Tuesday 13 December 2011

Random jokes

A friend of mine was struck off the other day, for sleeping with one of his patients:
Damn shame, he was a really good vet.

Two fish are in a tank:
One says to the other "I'll man the guns, you drive"

My friend drowned in a bowl of muesli:
He was pulled in by a strong currant.

I went to the butchers the other day and I bet him 50 quid that he couldn't reach the meat off the top shelf:
And he said, 'no, the steaks are too high.'

Two cows standing next to each other in a field, Daisy says to Dolly:
"I was artificially inseminated this morning."
"I don't believe you," said Dolly.
"It's true, no bull!"

Two fish swim into a concrete wall:
One turns to the other and says "dam"

Tilesey's blog, high brow entertainment at it's best

Shoulder, shoulder, shoulder

I have recently taken over the role of player/manager for work’s 11-a-side footy team and my second match in charge went well last night. My reign has even brought about the return of the groupies, admittedly they were nothing to do with me and they spent most of the time on the phone, but I’m the boss so I take credit.

Although I enjoy it (ohhh the power, the chicks etc), I’m not too keen on the managing side because it diverts my attentions away from the game as I think about who to sub next, the benefits of the diamond formation, where I should hang my graduation photo in the flat etc, etc. A typical example of this was when a high ball was coming in and I volleyed it away – which meant that all my weight was on one leg and because I wasn’t paying attention to where the opposition were, I didn’t have my weight balanced on the same side that the opposition player would run into me from.

Result: He ran in taking the leg with all my weight on clean from under me. I landed with all my weight on my right shoulder - The impact broke the skin on the top of my shoulder blade. Needless to say, it FUCKING HURTS today so I want loads of sympathy, thankfully I have Tilesey Clan bones tho. Out of my 7 cousins, only 1 has ever broken a bone and we all reckon he has his mum’s (non clan) bones. Plus he’s the only accident-prone cousin, the rest of us tend to cause more accidents than we get into.
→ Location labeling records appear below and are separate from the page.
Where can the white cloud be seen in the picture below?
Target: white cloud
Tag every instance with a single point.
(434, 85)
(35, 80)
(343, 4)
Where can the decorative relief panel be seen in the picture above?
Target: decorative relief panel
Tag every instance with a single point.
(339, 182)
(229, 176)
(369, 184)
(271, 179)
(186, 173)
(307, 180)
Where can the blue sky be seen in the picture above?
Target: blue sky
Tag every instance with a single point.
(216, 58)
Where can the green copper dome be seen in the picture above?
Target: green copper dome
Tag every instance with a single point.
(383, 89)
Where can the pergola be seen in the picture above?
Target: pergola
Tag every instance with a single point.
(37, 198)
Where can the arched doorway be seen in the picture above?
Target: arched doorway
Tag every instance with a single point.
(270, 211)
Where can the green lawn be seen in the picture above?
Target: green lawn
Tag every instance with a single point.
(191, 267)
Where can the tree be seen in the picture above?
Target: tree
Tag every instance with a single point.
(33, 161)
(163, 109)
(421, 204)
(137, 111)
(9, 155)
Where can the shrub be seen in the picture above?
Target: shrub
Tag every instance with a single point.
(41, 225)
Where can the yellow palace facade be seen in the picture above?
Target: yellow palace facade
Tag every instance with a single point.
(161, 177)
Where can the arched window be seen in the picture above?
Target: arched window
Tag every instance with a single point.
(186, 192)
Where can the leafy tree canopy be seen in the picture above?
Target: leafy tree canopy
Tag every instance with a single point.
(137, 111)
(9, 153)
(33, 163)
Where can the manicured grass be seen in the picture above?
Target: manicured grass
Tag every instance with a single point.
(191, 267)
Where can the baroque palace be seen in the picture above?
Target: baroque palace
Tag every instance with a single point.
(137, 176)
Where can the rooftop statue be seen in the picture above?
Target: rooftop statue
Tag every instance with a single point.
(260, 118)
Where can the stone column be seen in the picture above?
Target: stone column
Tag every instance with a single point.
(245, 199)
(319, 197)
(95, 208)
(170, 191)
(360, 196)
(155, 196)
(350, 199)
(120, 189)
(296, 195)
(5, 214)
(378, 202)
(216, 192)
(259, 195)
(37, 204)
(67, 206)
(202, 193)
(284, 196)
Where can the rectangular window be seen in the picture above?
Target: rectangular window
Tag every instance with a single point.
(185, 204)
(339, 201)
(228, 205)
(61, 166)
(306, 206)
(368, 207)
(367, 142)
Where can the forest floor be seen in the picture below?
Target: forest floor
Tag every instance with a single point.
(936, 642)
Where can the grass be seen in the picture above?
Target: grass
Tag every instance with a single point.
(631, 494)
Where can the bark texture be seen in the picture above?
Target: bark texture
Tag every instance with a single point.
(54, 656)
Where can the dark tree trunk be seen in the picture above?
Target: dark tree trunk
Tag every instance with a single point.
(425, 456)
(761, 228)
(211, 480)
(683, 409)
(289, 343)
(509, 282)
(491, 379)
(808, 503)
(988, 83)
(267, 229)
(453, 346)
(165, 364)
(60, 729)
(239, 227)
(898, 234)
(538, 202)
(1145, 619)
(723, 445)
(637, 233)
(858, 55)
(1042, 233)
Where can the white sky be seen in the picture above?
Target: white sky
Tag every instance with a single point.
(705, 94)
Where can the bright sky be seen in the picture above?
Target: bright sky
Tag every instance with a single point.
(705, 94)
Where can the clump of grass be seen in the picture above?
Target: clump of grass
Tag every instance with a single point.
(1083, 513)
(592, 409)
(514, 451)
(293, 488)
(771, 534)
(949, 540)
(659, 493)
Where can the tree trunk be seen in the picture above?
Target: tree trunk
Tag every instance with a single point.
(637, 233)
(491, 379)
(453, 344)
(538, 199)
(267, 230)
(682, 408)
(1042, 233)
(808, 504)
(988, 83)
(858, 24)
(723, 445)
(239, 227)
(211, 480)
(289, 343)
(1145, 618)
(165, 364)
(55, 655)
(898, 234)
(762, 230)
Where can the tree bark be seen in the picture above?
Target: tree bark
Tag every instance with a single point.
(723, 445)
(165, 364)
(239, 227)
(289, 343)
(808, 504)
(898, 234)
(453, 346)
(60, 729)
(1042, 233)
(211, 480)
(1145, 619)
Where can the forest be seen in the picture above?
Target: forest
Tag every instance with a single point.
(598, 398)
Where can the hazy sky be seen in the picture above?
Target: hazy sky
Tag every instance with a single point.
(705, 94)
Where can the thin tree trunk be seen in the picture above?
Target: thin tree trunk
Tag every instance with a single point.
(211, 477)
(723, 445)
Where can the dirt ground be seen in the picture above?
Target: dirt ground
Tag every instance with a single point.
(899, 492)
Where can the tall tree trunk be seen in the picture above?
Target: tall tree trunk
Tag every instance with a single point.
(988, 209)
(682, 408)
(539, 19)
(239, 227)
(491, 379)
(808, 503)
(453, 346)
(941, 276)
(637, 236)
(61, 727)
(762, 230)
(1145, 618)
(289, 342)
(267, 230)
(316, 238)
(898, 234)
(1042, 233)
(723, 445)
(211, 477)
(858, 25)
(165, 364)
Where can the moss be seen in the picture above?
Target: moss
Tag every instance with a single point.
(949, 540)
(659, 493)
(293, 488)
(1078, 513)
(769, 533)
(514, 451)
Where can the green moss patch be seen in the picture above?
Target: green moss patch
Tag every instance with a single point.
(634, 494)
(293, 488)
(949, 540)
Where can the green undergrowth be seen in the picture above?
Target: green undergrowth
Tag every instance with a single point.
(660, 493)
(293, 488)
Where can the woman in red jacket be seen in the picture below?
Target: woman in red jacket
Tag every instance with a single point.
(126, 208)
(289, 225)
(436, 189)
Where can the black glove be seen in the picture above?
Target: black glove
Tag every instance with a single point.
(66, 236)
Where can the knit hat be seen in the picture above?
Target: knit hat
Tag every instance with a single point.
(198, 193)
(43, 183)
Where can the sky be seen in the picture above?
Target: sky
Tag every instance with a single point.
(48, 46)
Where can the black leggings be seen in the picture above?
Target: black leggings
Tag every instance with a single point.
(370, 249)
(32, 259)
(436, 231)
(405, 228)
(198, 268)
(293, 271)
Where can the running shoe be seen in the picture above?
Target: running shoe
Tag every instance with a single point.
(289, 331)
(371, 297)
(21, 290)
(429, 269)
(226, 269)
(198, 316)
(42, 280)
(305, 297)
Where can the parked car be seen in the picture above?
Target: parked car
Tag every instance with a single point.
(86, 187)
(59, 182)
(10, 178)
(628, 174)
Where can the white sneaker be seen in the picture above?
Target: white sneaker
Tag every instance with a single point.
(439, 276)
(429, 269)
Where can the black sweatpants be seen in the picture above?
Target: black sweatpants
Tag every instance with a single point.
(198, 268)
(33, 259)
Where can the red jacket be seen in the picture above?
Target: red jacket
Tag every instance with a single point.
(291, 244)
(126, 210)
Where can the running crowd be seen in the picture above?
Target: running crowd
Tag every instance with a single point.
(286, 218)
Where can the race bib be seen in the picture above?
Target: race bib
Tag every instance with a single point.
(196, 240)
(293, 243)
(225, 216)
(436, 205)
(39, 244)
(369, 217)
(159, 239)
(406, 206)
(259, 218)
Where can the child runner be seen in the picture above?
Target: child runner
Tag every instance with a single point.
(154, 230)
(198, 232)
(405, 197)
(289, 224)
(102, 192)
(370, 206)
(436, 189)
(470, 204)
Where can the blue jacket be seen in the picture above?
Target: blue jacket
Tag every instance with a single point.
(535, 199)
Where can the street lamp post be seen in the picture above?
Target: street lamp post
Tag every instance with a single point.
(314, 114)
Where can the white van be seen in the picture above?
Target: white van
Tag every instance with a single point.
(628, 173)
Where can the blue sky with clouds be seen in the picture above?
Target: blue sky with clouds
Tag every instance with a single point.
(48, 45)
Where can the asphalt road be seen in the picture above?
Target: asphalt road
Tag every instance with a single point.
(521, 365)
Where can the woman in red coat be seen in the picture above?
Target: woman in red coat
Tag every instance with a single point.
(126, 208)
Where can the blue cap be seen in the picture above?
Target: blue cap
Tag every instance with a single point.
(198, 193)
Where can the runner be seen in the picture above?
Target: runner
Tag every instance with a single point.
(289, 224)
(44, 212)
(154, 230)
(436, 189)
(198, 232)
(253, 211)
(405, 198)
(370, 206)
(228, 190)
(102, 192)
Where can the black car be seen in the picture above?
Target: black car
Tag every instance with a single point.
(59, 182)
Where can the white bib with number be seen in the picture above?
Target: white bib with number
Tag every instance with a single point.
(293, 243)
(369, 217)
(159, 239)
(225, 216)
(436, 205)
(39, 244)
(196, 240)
I was pleasantly surprised although slightly confused to find that I had full rotational movement in the shoulder when I stood up, although slightly gutted because it meant I would have to come into work today.

Now where’s my nurofen….?

Note to self

When applying Radian-B (a nicer smelling form of deep heat) to your affected shoulder, heed both Will's and the packet's warning: Do not apply to broken skin.

Thinking, "Well my skin isn't broken anymore, it was broken yesterday, today it's healing" and, "well, so long as I don't spray any on the bad bit" is all very good. But spraying the hot, hot, burny, stingy stuff on the bad, red, very red bit of skin - is really not the cleverest thing to do and can lead to you pulling funny faces in the bathroom mirror and uttering the time tested pain relieving phase, "fuckfuckbloodybollocksfuckshitbadger".

I'll turn the woosey button to "off" soon. ;-)

Bookmarks

I had an arse puckering moment this morning, you know the one – a proper, “Your mum has just pressed eject on your dvd player and you’ve just realised that “Pussy Galore, return of the donkeys” is still in there from last night” type moment.

I have two bookmarks, one is the boarding stub for my flight back from Cape Town two years ago and the other was a rude photo of my (now ex) girlfriend of her in her underwear - which I couldn’t take to SA because I was staying with my Gran for a week. (I am the golden grandchild and such things just will not do)

After my return from SA, I used both for a while. The naughty photo was usually kept in a technical work-related-teach-yourself-at-home-cos-we-won’t-pay-for-it book just to spice it up and the boarding stub was in my night time reading book. (Although the technical one would always send me to sleep quicker)

At around the same time I moved out of the flat I shared with the ex, I misplaced the naughty bookmark. I moved out in some what of a hurry to say the least, so I wasn’t too surprised to have lost the rude photo. Needless to say, I wasn’t too bothered at losing it so it wasn’t an issue. My best guess is that I left it at the flat and she threw it away or it was in one of the many boxes I had scattered at various friend’s houses in Southampton. These boxes have remained unopened for over a year, but I unpacked the techie manual one the other day.

I only thought about the bookmark this morning. Then I tried to remember where I last saw it.

I remembered.

The last time I saw it, it was in a techie book I subsequently took into work and lent to a work colleague, the other day. *Toot*

She didn’t say anything yesterday. But she might not have opened it *toot* * toot*

But I would have noticed the bookmark before handing it over, right? RIGHT!?!